HTTP is the protocol used to deliver our web applications to the end user; moreover, in every application integration based on REST it is the transport protocol for communication between the different components or services.
Given this omnipresence, knowing the HTTP specification by heart and the features already implemented in the protocol can only be beneficial. I'm surprised the web is full of theoretical material and explanation for the standard, but there is no REST or HTTP exercise that stimulates practising with it.
So on the last Friday we collected some resources and set HTTP as target of our book club session. Like Deming said, there is no substitute for knowledge.
Reading the HTTP spec documents would be very boring in a group-like setting. furthermore, the RFCs are distilled and sometimes isolated from each other (HTTP 1.0 vs 1.1). While they are definitely a good background read, specific teaching material is going to win in efficiency.
I selected Fabien Potencier's Caching on the edge presentation as the base guideline to follow.
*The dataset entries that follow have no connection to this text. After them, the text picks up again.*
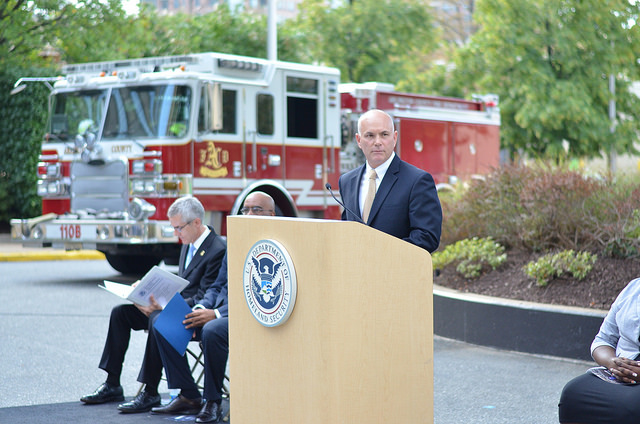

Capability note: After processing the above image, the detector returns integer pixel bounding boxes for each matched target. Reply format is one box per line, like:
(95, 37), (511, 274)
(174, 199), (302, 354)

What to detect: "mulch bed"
(434, 248), (640, 310)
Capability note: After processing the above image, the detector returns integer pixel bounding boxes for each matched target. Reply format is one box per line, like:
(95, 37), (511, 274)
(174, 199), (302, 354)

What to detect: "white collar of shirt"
(359, 152), (395, 213)
(191, 226), (210, 253)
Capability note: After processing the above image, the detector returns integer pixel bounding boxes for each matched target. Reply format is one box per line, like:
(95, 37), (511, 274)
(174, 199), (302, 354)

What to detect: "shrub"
(440, 163), (640, 258)
(0, 64), (50, 228)
(439, 164), (531, 247)
(522, 250), (598, 286)
(433, 237), (507, 279)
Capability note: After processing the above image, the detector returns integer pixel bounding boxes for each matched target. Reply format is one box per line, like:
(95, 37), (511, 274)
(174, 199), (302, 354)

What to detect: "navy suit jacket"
(338, 155), (442, 253)
(178, 226), (227, 307)
(199, 251), (228, 318)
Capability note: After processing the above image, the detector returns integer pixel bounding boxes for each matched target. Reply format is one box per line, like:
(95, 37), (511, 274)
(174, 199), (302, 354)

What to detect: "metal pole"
(267, 0), (277, 61)
(609, 73), (617, 174)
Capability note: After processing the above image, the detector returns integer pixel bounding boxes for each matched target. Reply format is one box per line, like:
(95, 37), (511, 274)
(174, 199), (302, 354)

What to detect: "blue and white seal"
(243, 239), (297, 327)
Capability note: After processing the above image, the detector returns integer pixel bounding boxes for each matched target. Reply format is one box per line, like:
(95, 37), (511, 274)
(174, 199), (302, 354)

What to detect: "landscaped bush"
(522, 250), (598, 286)
(439, 163), (640, 258)
(432, 237), (506, 279)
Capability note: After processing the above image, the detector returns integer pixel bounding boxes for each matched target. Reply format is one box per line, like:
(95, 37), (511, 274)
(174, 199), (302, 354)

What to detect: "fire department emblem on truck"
(199, 141), (229, 178)
(243, 239), (297, 327)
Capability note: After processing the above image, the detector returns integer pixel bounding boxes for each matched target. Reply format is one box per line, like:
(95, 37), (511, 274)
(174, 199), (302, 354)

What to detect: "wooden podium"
(227, 216), (433, 423)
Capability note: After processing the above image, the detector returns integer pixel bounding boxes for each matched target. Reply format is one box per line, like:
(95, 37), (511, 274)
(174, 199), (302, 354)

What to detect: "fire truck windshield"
(47, 89), (106, 142)
(46, 84), (192, 143)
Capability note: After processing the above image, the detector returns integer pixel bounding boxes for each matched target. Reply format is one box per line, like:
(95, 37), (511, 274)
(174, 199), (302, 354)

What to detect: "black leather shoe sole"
(80, 383), (125, 404)
(81, 393), (125, 404)
(81, 396), (124, 405)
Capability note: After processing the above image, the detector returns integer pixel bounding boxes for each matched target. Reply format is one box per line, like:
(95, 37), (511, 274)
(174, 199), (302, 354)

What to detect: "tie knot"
(368, 169), (377, 180)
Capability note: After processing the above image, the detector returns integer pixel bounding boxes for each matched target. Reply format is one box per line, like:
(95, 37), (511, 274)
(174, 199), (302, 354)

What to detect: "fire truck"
(10, 52), (500, 274)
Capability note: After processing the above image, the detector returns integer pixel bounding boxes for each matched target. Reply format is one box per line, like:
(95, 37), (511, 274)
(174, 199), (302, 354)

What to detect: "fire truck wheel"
(104, 253), (162, 276)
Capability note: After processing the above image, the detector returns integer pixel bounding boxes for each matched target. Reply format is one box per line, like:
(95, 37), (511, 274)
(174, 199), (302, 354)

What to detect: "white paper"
(99, 280), (134, 299)
(100, 266), (189, 308)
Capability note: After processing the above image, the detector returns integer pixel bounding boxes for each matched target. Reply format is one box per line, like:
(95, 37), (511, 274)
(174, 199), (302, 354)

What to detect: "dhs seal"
(243, 239), (297, 327)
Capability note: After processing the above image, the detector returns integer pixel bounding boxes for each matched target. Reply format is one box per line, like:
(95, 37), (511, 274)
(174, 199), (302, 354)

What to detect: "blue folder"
(154, 293), (193, 356)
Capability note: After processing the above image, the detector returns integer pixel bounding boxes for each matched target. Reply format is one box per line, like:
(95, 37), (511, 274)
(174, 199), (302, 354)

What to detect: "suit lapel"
(178, 244), (188, 276)
(367, 156), (400, 224)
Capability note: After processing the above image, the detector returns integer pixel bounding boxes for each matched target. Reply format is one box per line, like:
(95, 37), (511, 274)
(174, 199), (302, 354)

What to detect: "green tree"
(0, 1), (69, 225)
(51, 0), (158, 63)
(452, 0), (640, 161)
(0, 0), (71, 65)
(63, 3), (303, 62)
(290, 0), (438, 83)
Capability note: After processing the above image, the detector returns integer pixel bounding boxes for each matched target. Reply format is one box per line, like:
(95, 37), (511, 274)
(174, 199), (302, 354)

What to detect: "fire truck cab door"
(244, 87), (282, 180)
(282, 74), (325, 188)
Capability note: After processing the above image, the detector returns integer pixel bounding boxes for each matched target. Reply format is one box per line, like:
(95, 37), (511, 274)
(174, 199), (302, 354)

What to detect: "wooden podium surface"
(227, 216), (433, 423)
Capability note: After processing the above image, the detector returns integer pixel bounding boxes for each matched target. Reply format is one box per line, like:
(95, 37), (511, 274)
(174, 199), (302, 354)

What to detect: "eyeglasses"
(173, 220), (193, 233)
(240, 206), (273, 215)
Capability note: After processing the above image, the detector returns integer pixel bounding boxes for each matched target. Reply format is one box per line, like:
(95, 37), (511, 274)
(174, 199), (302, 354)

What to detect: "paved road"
(0, 242), (593, 423)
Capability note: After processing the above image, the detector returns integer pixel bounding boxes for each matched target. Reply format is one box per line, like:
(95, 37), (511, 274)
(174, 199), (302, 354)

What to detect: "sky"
(122, 0), (139, 15)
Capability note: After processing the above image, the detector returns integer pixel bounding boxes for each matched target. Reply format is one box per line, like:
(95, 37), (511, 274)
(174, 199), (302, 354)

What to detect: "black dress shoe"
(80, 382), (124, 404)
(196, 400), (222, 423)
(151, 394), (202, 415)
(117, 390), (161, 413)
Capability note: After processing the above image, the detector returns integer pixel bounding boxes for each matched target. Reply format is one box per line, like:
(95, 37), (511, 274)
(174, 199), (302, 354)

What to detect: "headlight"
(128, 197), (156, 221)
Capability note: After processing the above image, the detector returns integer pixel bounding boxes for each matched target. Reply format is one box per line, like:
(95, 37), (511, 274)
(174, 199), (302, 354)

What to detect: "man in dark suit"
(149, 191), (276, 423)
(80, 196), (226, 414)
(338, 109), (442, 253)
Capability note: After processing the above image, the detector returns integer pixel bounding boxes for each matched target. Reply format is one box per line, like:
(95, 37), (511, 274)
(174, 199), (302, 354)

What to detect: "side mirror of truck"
(207, 82), (223, 131)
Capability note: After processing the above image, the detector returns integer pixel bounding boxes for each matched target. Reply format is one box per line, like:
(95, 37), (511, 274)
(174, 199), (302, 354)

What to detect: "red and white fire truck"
(10, 52), (500, 274)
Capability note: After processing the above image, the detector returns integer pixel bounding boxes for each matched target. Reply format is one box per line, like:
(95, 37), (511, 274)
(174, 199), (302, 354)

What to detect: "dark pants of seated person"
(98, 304), (164, 393)
(153, 315), (229, 402)
(559, 372), (640, 424)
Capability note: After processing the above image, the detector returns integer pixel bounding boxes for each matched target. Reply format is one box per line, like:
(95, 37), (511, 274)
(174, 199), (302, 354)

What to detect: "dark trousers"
(559, 372), (640, 423)
(98, 304), (163, 389)
(153, 316), (229, 402)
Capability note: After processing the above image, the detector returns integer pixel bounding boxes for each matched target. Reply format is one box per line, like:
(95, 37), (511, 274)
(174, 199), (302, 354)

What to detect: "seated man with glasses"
(81, 196), (227, 414)
(149, 191), (276, 422)
(239, 191), (276, 216)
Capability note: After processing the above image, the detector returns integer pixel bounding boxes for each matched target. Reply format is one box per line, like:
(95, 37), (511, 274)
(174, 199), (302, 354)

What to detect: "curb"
(0, 250), (105, 262)
(433, 285), (606, 361)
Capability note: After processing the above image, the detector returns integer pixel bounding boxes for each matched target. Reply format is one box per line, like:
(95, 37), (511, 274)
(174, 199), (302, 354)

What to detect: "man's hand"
(135, 294), (162, 317)
(183, 309), (216, 329)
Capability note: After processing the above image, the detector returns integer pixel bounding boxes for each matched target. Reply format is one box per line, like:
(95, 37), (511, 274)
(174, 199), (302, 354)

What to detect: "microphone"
(325, 183), (365, 224)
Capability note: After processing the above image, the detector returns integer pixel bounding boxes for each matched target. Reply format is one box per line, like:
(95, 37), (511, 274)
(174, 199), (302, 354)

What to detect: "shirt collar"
(192, 226), (210, 251)
(366, 152), (395, 181)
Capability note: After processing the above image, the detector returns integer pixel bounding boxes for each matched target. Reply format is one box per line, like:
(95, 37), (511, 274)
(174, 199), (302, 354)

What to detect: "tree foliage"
(290, 0), (438, 83)
(0, 0), (70, 65)
(452, 0), (640, 161)
(53, 2), (306, 64)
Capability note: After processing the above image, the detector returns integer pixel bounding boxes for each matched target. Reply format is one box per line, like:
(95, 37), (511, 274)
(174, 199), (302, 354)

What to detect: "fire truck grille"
(70, 159), (129, 213)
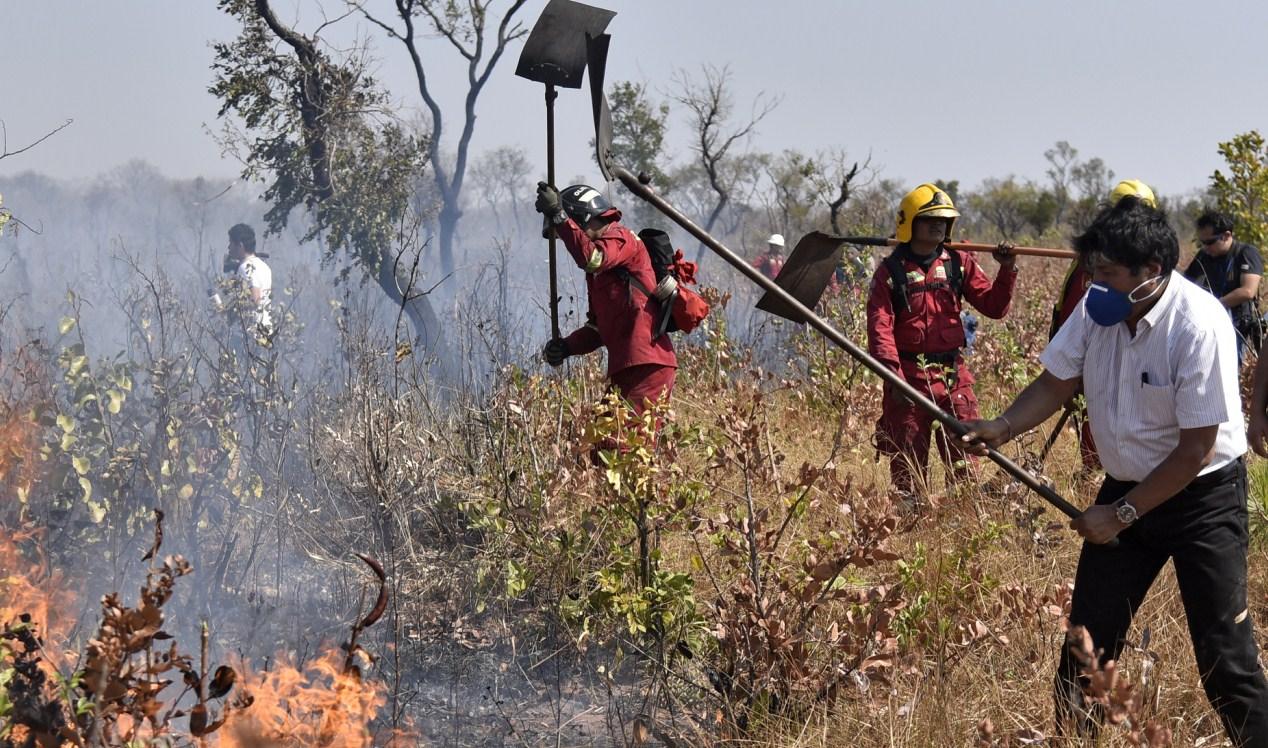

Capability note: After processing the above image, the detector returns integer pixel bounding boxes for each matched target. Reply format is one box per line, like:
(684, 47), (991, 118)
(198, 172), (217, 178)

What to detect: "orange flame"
(0, 527), (75, 666)
(219, 647), (413, 747)
(0, 342), (45, 499)
(0, 413), (31, 480)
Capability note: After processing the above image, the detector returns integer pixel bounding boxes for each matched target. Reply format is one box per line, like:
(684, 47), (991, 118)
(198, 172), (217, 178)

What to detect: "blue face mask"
(1085, 275), (1164, 326)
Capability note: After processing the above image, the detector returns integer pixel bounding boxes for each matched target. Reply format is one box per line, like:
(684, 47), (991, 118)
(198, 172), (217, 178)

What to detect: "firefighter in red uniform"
(753, 234), (786, 280)
(535, 182), (677, 414)
(1047, 179), (1157, 471)
(868, 183), (1017, 496)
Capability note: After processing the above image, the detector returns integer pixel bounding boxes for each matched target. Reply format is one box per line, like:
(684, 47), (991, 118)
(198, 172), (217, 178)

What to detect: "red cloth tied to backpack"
(669, 250), (699, 285)
(667, 251), (709, 333)
(633, 231), (712, 336)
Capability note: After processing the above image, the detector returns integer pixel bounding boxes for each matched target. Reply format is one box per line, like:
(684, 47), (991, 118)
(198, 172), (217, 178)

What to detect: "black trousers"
(1055, 458), (1268, 746)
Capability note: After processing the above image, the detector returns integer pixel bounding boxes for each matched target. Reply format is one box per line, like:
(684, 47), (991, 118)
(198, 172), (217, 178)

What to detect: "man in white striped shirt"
(962, 198), (1268, 745)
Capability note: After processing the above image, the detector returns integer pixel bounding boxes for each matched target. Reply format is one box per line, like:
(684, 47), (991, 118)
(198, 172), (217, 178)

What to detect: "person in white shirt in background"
(961, 197), (1268, 746)
(222, 223), (272, 336)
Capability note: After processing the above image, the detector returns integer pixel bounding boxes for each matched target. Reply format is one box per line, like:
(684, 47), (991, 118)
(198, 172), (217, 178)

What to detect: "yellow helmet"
(895, 183), (960, 243)
(1108, 179), (1157, 208)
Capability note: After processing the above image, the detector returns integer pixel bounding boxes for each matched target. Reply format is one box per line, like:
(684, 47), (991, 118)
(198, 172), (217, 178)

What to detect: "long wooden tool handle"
(840, 236), (1076, 260)
(616, 169), (1104, 538)
(949, 240), (1076, 260)
(546, 84), (561, 340)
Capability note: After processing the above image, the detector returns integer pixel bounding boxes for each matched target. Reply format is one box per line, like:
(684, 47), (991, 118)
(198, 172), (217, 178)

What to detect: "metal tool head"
(515, 0), (616, 88)
(587, 32), (614, 182)
(755, 232), (846, 323)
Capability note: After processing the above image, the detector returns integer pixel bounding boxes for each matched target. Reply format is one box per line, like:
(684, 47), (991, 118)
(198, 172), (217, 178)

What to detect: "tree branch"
(417, 0), (478, 61)
(387, 0), (447, 196)
(254, 0), (317, 61)
(0, 118), (73, 162)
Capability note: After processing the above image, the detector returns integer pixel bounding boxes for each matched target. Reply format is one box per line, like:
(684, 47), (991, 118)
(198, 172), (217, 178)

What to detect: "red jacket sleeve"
(555, 219), (643, 274)
(1053, 262), (1088, 332)
(960, 252), (1017, 319)
(865, 264), (903, 376)
(564, 308), (603, 356)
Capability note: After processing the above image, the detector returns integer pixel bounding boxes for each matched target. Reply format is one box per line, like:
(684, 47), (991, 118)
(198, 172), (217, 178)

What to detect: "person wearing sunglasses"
(1183, 208), (1263, 363)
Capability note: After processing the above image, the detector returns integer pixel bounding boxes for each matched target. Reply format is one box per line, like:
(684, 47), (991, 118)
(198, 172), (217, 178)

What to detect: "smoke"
(0, 161), (819, 744)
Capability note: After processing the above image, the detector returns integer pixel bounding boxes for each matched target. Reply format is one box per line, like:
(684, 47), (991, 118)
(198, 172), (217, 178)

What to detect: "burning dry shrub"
(0, 528), (74, 667)
(220, 646), (410, 748)
(0, 511), (248, 745)
(0, 339), (51, 525)
(0, 509), (406, 747)
(15, 270), (303, 619)
(0, 525), (77, 745)
(1, 618), (73, 746)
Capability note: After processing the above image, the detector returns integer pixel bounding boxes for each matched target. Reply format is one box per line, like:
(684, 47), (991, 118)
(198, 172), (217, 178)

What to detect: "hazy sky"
(3, 0), (1267, 197)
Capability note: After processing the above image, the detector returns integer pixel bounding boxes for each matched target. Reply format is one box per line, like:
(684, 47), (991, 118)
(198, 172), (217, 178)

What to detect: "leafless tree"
(356, 0), (529, 278)
(673, 65), (779, 263)
(760, 150), (816, 240)
(810, 150), (872, 235)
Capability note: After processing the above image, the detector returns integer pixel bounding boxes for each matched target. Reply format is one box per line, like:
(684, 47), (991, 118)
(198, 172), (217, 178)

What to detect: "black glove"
(535, 182), (563, 220)
(993, 241), (1017, 269)
(542, 338), (569, 367)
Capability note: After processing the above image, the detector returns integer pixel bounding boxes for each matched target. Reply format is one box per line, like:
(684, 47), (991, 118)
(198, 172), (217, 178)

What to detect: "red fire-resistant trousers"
(611, 363), (677, 415)
(876, 360), (980, 495)
(591, 364), (677, 464)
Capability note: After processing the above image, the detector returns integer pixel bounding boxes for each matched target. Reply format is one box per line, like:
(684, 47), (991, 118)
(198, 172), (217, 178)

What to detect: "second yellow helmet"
(896, 183), (960, 243)
(1108, 179), (1157, 208)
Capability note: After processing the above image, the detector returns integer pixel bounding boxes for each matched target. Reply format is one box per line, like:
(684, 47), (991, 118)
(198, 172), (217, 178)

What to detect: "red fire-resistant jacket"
(866, 245), (1017, 381)
(1051, 260), (1089, 339)
(557, 216), (678, 377)
(753, 252), (784, 280)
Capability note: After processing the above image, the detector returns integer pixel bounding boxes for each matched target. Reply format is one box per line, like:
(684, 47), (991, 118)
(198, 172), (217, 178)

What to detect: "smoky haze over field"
(0, 163), (813, 392)
(0, 164), (569, 384)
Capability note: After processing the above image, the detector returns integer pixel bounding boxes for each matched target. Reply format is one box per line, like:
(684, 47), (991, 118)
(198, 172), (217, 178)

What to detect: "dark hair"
(228, 223), (256, 253)
(1073, 199), (1178, 275)
(1195, 208), (1235, 236)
This slide deck presents the caching features of HTTP as used by servers, clients and caches in the path between them; it's an optimal excuse to review beforehand the basic concepts of HTTP such as methods, response code, and headers.
Stack Overflow is also a very refined source of theoretical explanations: whenever you are in doubt about how to use a specific header or on the difference between Expires and Cache-Control, it can find an answer for you. This answer has emerged from peer review and has been produced after years of diffusion of the protocol, unlike the original RFCs. It's definitely going to beat W3schools .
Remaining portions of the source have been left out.